MCP Integration

Entity ID: ent-mcp-integration
Type: service
Scope: shared

What it is

The Model Context Protocol (MCP) integration is Claude Code's primary extensibility mechanism — a full 24-file protocol implementation (300KB+) supporting stdio, SSE, and WebSocket transports. The MCP client alone is 119K lines, making it the most complete MCP implementation in existence. Any server implementing the MCP protocol can register tools, expose resources, and push notifications into a Claude Code session.

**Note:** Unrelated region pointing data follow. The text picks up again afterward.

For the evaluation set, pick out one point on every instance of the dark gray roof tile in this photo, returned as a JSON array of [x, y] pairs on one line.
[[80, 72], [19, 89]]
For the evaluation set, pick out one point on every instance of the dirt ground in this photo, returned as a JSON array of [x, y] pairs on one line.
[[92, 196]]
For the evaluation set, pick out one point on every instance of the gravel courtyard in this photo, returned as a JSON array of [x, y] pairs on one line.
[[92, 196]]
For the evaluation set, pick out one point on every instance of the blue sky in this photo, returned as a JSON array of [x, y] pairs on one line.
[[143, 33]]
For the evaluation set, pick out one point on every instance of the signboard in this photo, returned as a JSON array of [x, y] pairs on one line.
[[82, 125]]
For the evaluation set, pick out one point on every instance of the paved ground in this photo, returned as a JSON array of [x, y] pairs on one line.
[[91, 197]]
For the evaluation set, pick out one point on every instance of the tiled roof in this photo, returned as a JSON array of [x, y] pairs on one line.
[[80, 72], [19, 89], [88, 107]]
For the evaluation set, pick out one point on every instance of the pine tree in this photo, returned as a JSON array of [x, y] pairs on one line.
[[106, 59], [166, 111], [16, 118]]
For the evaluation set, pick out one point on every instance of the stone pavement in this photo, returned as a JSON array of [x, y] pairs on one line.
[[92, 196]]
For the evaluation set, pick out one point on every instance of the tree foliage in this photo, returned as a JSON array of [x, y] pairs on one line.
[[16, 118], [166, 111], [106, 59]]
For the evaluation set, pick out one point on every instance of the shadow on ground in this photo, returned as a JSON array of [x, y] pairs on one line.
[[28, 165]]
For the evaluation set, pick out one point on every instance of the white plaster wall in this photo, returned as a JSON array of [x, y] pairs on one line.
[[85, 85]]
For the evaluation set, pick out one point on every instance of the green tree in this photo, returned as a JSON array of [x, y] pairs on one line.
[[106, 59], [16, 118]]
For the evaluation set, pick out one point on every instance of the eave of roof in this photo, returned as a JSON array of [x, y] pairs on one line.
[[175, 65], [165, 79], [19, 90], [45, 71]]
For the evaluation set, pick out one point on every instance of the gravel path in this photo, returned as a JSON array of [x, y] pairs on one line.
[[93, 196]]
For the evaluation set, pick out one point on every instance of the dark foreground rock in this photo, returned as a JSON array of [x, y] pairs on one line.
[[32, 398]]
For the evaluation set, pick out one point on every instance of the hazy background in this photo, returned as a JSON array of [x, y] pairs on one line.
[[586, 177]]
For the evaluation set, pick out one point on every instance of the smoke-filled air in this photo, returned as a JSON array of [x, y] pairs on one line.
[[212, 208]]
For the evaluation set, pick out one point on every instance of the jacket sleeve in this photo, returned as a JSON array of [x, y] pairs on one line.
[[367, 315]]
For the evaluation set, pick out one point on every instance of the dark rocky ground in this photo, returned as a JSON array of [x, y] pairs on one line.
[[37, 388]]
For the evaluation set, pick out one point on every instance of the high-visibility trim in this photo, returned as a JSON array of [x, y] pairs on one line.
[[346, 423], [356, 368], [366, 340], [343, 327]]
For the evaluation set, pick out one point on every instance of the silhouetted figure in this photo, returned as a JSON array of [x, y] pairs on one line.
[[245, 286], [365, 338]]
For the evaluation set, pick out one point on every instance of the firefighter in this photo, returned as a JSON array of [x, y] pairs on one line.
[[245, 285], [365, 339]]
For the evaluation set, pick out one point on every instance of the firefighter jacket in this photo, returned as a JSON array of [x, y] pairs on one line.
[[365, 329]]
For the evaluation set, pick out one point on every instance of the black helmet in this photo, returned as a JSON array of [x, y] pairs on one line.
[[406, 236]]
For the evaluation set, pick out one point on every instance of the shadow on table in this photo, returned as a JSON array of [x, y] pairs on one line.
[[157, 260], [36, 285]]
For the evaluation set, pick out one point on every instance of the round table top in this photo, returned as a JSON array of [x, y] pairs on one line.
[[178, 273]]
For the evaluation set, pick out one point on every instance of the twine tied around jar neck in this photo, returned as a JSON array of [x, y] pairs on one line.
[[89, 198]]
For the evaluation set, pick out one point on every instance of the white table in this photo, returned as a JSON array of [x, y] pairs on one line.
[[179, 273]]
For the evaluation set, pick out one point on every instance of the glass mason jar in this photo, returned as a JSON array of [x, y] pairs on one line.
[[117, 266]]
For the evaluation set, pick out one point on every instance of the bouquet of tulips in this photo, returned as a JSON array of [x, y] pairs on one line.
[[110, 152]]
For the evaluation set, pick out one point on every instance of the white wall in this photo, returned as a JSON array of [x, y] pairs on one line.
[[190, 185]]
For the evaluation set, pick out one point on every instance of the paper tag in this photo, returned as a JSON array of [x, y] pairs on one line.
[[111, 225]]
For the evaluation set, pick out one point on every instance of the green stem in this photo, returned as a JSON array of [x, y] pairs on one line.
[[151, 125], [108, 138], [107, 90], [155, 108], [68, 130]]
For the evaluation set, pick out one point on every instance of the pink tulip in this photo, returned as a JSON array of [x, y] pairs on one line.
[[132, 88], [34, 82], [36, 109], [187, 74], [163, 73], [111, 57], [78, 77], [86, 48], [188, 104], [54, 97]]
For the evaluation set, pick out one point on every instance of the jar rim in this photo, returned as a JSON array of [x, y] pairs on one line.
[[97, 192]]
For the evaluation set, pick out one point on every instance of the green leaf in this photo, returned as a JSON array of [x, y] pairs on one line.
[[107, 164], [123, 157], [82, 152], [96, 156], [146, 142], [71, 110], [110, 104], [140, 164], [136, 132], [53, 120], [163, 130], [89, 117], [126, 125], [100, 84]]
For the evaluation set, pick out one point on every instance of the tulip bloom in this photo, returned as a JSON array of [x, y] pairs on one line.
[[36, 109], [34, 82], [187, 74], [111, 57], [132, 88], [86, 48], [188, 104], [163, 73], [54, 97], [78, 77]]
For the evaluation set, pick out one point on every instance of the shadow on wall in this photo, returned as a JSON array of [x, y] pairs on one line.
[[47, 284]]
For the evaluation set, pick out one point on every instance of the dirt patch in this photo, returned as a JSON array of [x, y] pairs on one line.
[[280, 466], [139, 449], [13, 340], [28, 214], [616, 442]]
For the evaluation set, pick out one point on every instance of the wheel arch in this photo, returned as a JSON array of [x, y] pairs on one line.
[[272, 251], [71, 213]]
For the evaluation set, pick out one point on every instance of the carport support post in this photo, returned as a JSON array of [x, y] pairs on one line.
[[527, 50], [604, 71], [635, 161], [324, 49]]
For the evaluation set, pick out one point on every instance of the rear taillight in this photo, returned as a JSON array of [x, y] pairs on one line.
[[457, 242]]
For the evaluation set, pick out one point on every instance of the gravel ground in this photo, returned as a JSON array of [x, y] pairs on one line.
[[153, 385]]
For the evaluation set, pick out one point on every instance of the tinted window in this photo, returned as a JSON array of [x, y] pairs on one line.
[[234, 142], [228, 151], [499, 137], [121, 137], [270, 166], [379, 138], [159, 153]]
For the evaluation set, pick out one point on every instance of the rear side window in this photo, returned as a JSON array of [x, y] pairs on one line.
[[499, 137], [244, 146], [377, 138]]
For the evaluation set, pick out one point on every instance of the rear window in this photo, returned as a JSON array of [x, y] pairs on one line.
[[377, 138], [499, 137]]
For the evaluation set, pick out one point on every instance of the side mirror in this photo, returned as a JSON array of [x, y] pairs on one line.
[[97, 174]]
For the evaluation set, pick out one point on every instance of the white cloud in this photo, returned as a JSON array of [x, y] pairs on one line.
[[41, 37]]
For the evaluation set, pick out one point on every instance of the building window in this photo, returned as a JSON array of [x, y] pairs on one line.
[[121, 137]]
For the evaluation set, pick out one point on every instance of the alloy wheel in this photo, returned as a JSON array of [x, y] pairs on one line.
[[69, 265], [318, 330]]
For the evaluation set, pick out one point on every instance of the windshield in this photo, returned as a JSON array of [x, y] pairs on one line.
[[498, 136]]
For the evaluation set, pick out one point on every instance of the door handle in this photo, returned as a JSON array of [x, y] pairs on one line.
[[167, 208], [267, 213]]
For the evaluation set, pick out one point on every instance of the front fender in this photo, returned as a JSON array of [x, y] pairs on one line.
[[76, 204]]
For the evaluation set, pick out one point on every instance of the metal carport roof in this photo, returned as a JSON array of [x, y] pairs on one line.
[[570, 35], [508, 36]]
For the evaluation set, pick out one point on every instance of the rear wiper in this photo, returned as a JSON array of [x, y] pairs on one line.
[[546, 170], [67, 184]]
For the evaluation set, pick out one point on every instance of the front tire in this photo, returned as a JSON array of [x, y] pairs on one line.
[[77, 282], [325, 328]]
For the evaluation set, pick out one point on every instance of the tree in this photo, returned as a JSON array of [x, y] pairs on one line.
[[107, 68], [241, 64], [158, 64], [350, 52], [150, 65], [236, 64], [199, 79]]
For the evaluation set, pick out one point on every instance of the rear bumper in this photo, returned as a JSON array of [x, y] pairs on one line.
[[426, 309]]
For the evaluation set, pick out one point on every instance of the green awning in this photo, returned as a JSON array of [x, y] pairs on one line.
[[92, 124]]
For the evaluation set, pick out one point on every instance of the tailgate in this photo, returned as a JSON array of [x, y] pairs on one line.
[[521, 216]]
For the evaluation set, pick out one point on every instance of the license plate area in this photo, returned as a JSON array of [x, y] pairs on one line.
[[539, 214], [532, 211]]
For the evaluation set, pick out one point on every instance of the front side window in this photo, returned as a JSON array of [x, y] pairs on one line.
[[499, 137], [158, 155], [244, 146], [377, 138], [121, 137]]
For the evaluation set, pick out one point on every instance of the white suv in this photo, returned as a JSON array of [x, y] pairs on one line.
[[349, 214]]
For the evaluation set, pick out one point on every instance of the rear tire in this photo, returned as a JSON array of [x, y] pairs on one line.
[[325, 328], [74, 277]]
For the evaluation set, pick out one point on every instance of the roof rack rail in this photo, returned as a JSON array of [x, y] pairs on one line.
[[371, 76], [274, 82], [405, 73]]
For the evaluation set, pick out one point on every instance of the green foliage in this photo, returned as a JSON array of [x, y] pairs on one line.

Claude Code doesn't overlay MCP — it IS MCP. Every capability including Computer Use runs as a tool call through the same protocol. External servers adopt identical patterns.

Why it exists

Claude Code needed an extensibility model that could: 1. Integrate arbitrary external tools without modifying the core codebase 2. Preserve prompt cache economics — enterprise MCP setups add 55,000+ tokens before the first user message 3. Support multiple transport protocols — local tools via stdio, remote servers via SSE/WebSocket 4. Enable the channel system — channels (peer messaging, notifications) are implemented as MCP servers declaring experimental['claude/channel'] capability

The decision to make MCP foundational rather than a plugin layer means all tools — built-in and external — share the same dispatch, caching, and permission infrastructure.

What depends on it

Channel system — Channels are MCP servers with experimental['claude/channel'] capability. The entire channel infrastructure reuses MCP's server discovery, connection management, and notification protocol.
Tool registration — All MCP tools are sorted alphabetically and appended after built-in tools. The two groups never interleave, preserving the expensive built-in prefix cache.
KAIROS autonomous agents — MCP servers must meet latency requirements (p95 <300ms read, <1s write) for autonomous agent use. Idempotency keys required since background agents repeat requests.
Skill system — Skills can declare MCP tool dependencies
System prompt assembly — MCP tool definitions consume context tokens and are placed in the dynamic suffix

Trade-offs and limitations

Context cost: Each MCP server's tool definitions consume tokens on every request. Five active servers can consume 55,000+ tokens. Community consensus: keep servers project-scoped to avoid context pollution.

Cache partitioning: MCP tools are appended after built-ins to avoid cache breaks. This makes registration order-dependent — adding/removing an MCP server invalidates the MCP tool cache but preserves the built-in prefix.

Tool documentation deduplication: A lightweight LLM side-query checks if the user has already seen a tool's description in the last N turns. If yes, docs are stripped from context. This saves tokens but adds latency.

Auth complexity: The auth module is 88KB — JWT + OAuth for server authentication. This is the second-largest file in the MCP subsystem.

Architecture

Key files

File	Size	Role
`src/services/mcp/client.ts`	119KB	Full protocol client
`src/services/mcp/auth.ts`	88KB	JWT + OAuth authentication
`src/services/mcp/config.ts`	51KB	Server discovery, `.mcp.json` parsing
`src/services/mcp/useManageMCPConnections.ts`	44KB	Server lifecycle hook

Dedicated MCP tools

MCPTool — Generic execution of any MCP server tool
ListMcpResourcesTool — List resources exposed by MCP servers
ReadMcpResourceTool — Read specific MCP resources
McpAuthTool — Handle MCP server authentication
MonitorTool — Lifecycle monitoring for MCP connections
ToolSearchTool — Lazy tool loading (deferred schema fetch)

Server discovery

Servers configured in .mcp.json (project-scoped) or ~/.claude.json (global):

{
  "mcpServers": {
    "server-name": {
      "command": "server-binary",
      "args": [],
      "env": {}
    }
  }
}

Three-Layer Tool Result Pattern

Production MCP servers should return data in three tiers: 1. Index — Fast, always-loaded references (~150 chars per entry) 2. Detailed data — Fetched on demand 3. Raw transcripts — Searched, never bulk-reloaded

Key claims

clm-mcp-119k: The MCP client is 119K lines — the most complete MCP implementation in existence
clm-mcp-cache-partition: MCP tools are appended after built-ins to preserve cache prefix economics
clm-mcp-channel-reuse: Channels are MCP servers declaring experimental['claude/channel']
clm-mcp-context-cost: Five active MCP servers consume 55,000+ tokens before the first user message

Relationships

implements: Model Context Protocol standard
contains: mcp-client, mcp-auth, mcp-config, mcp-connection-manager
depended_on_by: channel-system, tool-registration, kairos, skill-system
uses: system-prompt-assembly (for tool definition placement)

Evidence

src-20260409-d8242dda0eb8: V1 Wiki: MCP Integration
src-20260409-edbed459cd6a: DeepWiki Claude Code analysis

Open questions

How does MCP tool permission interact with the permission pipeline? Are MCP tools subject to the same auto-mode classification?
What happens when an MCP server's tool conflicts with a built-in tool name?
How does tool documentation deduplication affect accuracy when tools have changed between sessions?